Reputation: 2619
imagine you have 2 texfiles (let's say 500kB - 3 MB large): the first is original, the second is the update of this original. How can I find out, what was changed (inserted, deleted) and where the changes took place (in the update file in comparison to original)?
Thanx for your ideas...
Upvotes: 5
Views: 574
Reputation: 455302
Is there any tool or library somewhere?
There are many. Try using diff
, it's a command line based file comparison utility that works fine for small diffs. But if the two file differs a lot, it'll be hard to understand the output of diff. In that case you can use visual file diff tools like diffmerge, Kompare or vimdiff.
Resides this function in any well known text editors?
Many modern editors like vim, Eclipse have this visual diffing feature..
Does anybody know an algorithm?
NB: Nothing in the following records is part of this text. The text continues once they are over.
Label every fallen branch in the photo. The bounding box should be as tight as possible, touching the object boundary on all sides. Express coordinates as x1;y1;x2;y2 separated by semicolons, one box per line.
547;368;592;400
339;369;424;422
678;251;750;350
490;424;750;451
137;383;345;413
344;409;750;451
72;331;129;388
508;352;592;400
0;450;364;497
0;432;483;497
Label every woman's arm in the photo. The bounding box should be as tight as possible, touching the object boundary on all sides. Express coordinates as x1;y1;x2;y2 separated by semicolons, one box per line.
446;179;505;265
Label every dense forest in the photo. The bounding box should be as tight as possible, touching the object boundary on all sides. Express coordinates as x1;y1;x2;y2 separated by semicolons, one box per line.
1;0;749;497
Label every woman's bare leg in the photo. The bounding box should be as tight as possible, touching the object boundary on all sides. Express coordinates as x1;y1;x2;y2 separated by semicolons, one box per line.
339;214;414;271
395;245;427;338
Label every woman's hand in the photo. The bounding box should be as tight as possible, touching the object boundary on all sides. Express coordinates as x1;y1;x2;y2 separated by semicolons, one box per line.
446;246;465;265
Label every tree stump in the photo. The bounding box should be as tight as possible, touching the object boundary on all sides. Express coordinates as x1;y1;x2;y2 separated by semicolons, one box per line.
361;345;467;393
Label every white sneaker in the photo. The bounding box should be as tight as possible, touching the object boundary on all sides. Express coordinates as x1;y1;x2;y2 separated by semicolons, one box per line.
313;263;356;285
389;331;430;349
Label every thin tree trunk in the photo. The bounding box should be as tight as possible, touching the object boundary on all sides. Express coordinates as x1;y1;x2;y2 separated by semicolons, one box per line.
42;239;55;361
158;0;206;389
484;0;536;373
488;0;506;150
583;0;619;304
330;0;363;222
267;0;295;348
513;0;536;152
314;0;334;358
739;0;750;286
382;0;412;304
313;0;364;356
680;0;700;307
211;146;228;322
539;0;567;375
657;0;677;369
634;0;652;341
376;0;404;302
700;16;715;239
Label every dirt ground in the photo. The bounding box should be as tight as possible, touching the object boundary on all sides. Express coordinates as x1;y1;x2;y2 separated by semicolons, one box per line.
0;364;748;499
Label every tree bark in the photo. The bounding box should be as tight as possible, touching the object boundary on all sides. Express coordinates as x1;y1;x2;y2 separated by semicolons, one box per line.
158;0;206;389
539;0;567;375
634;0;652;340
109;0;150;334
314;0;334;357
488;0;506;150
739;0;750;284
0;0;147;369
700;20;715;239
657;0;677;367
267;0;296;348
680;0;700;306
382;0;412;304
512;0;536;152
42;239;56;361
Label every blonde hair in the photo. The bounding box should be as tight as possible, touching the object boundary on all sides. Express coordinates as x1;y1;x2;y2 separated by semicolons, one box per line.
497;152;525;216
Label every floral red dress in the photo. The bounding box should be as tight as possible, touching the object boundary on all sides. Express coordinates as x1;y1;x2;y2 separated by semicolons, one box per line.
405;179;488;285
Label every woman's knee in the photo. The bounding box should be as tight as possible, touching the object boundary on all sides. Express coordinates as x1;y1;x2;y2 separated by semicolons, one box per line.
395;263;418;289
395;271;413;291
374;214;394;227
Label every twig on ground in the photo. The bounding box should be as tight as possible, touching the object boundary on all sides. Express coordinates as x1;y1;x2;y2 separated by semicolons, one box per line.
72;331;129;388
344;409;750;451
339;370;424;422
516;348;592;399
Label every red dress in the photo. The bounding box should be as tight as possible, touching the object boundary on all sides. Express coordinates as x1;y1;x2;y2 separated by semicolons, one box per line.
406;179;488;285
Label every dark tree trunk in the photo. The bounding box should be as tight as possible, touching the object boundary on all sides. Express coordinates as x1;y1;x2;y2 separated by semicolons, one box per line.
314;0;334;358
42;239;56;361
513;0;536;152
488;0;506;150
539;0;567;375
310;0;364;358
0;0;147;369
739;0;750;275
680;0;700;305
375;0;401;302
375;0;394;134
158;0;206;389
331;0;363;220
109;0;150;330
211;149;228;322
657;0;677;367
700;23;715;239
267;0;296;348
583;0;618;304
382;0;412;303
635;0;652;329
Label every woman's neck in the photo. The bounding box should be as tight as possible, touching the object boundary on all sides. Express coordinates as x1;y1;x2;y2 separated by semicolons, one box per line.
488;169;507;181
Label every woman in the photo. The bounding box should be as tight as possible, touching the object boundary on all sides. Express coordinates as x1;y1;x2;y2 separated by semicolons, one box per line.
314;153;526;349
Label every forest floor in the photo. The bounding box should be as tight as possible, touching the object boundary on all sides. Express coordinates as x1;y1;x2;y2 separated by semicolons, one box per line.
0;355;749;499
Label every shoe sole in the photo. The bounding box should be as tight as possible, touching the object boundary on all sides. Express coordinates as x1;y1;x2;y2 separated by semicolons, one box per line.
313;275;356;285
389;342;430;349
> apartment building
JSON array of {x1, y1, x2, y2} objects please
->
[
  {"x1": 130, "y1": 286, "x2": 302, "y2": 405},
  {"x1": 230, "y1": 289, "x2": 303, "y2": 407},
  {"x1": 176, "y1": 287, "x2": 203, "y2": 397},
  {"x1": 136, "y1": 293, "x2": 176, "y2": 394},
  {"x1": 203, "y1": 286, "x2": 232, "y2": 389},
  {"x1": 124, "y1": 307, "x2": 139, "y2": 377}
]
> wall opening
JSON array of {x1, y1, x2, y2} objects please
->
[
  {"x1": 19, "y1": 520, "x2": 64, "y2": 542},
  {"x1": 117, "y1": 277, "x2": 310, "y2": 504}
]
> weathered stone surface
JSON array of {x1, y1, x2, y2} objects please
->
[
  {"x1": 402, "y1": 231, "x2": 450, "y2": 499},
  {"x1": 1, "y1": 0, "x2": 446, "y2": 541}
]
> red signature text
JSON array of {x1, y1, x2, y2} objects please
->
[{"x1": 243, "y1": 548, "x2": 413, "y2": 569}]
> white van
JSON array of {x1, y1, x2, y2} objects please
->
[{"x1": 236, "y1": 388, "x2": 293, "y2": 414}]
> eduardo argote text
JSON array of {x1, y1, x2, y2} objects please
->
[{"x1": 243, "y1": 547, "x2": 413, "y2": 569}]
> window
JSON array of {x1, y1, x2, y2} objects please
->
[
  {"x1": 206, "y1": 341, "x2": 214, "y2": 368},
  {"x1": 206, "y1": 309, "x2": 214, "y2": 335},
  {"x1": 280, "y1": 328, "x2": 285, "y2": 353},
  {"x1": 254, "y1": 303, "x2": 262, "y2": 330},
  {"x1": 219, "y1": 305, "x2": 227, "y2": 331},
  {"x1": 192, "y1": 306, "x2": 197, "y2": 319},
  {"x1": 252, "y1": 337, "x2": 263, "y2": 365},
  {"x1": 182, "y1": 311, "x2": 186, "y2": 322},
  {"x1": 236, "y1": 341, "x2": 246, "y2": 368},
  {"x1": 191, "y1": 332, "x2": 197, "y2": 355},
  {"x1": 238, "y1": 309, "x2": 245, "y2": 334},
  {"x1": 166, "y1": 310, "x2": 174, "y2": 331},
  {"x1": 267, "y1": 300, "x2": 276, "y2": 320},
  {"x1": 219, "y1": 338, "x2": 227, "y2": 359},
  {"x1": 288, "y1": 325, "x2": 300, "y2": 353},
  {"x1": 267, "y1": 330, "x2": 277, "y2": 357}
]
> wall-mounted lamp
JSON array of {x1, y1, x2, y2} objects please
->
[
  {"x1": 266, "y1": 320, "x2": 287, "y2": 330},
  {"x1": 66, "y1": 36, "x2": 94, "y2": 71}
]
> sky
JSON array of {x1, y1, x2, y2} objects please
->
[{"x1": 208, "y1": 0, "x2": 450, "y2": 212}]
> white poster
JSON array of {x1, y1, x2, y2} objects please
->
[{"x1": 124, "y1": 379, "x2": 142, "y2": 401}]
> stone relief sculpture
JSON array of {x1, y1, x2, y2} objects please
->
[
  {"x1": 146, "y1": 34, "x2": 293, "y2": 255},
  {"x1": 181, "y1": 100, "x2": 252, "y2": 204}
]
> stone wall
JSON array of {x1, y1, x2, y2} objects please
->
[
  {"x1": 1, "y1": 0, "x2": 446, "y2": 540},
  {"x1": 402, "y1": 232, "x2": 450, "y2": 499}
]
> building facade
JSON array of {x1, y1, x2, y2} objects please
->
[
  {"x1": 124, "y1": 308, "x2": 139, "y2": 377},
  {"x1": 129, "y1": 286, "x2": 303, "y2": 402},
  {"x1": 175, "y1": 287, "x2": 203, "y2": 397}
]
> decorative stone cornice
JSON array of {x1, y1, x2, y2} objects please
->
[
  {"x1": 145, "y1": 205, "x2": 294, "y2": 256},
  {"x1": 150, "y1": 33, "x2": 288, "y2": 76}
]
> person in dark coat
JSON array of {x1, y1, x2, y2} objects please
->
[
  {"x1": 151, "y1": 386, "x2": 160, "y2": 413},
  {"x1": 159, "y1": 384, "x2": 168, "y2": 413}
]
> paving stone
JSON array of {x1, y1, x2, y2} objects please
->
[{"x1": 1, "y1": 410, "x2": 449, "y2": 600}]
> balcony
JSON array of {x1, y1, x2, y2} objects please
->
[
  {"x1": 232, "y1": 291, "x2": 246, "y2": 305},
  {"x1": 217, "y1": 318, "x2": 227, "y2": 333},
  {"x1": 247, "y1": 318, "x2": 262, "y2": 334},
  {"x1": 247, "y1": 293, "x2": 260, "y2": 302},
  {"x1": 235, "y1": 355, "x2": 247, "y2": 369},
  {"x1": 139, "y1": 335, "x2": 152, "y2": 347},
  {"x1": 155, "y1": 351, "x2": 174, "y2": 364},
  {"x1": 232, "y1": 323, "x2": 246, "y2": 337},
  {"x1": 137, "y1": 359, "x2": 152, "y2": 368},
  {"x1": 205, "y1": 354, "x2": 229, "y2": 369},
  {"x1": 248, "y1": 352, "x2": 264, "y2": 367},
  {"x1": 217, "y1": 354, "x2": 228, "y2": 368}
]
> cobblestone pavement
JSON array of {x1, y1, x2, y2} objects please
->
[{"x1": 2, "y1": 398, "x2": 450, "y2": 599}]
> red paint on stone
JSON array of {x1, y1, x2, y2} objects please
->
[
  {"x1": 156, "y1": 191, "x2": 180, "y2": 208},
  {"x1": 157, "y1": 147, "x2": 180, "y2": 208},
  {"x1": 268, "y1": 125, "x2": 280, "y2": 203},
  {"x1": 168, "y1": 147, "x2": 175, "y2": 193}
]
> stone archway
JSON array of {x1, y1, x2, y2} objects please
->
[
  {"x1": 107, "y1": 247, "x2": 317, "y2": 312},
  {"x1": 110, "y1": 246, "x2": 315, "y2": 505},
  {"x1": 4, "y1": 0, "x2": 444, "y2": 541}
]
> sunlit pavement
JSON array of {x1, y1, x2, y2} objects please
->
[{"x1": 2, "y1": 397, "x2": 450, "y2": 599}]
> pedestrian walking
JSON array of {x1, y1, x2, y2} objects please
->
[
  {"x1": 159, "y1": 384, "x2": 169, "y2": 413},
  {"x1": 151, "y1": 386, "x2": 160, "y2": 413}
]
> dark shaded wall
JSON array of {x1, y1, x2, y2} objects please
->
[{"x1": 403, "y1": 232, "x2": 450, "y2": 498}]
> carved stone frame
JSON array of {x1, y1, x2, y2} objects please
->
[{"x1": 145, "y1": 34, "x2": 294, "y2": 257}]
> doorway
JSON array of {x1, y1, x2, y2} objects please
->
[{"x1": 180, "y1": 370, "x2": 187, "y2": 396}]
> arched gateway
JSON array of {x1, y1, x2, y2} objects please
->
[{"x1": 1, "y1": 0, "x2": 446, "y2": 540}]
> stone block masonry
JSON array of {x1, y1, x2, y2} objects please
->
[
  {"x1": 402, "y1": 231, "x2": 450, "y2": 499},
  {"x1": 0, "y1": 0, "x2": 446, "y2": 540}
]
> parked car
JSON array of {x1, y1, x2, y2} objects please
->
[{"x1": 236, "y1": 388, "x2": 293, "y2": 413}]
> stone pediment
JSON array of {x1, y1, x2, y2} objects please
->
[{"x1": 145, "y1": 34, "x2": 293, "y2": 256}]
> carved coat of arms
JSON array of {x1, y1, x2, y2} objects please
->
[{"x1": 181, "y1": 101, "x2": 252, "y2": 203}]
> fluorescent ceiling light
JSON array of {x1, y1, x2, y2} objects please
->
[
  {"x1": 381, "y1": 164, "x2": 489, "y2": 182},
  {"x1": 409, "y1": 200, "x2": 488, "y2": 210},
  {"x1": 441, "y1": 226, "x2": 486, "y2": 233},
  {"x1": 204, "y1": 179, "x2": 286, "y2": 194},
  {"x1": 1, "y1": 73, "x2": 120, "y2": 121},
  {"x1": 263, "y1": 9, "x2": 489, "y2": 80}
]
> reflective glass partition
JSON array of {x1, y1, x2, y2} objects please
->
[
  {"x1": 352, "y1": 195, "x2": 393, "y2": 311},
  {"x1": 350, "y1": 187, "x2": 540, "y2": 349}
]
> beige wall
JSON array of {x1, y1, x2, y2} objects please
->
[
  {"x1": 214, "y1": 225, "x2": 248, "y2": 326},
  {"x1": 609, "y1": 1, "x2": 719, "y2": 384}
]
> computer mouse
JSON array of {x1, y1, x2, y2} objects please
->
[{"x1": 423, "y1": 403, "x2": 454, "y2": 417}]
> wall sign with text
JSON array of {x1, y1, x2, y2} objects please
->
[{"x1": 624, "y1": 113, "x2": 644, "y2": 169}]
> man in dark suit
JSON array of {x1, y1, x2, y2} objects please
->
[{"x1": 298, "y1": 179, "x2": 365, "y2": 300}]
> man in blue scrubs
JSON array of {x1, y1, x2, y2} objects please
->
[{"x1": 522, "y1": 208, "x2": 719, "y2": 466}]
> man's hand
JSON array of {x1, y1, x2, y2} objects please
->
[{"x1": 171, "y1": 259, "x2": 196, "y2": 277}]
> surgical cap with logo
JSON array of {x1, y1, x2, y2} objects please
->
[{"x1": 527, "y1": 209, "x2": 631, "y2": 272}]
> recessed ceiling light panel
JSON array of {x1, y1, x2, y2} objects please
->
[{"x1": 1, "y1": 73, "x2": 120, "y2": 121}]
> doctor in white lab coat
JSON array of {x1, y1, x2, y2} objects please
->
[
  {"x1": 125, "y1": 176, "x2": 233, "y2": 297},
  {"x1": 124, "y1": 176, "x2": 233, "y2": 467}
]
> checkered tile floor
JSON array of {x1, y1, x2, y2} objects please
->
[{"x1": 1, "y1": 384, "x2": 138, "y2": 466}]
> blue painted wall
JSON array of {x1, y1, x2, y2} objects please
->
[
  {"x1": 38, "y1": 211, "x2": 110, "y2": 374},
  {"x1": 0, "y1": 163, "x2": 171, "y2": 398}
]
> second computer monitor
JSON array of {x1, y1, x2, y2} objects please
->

Or what are the common methods to solve it on the large scale?
It is based on the Longest common subsequence algorithm
, popularly known as LCS.
LCS of old text and new text gives the part that has remain unchanged. So the parts of old text that is not part of LCS is the one that got changed.
What would you do if you face this kind of problem?
I'd use one of the visual diff tools mentioned to see what and where the changes were made.
Upvotes: 0
Reputation: 47038
The unix diff tool does line-by-line differences; there is a GNU tool called wdiff which will do word-by-word differences, and should be available as a package for most Linux distributions or Cygwin.
Classic papers on the algorithm are:
Upvotes: 0
Reputation: 55009
What you're describing sounds exactly like a diff-style tool. This sort of functionality is available in many of the more advanced text editors.
Upvotes: 2
Reputation: 9061
There is an extensive list of file comparison tools on wikipedia.
If you want to do it programatically I've used SED and AWK on Unix systems before now - and there are windows versions. Basically these types of file processing languages allow you to read and compare text files on a line-by-line basis and then allow you to do something with the differences (for example save them to a third file).
Upvotes: 1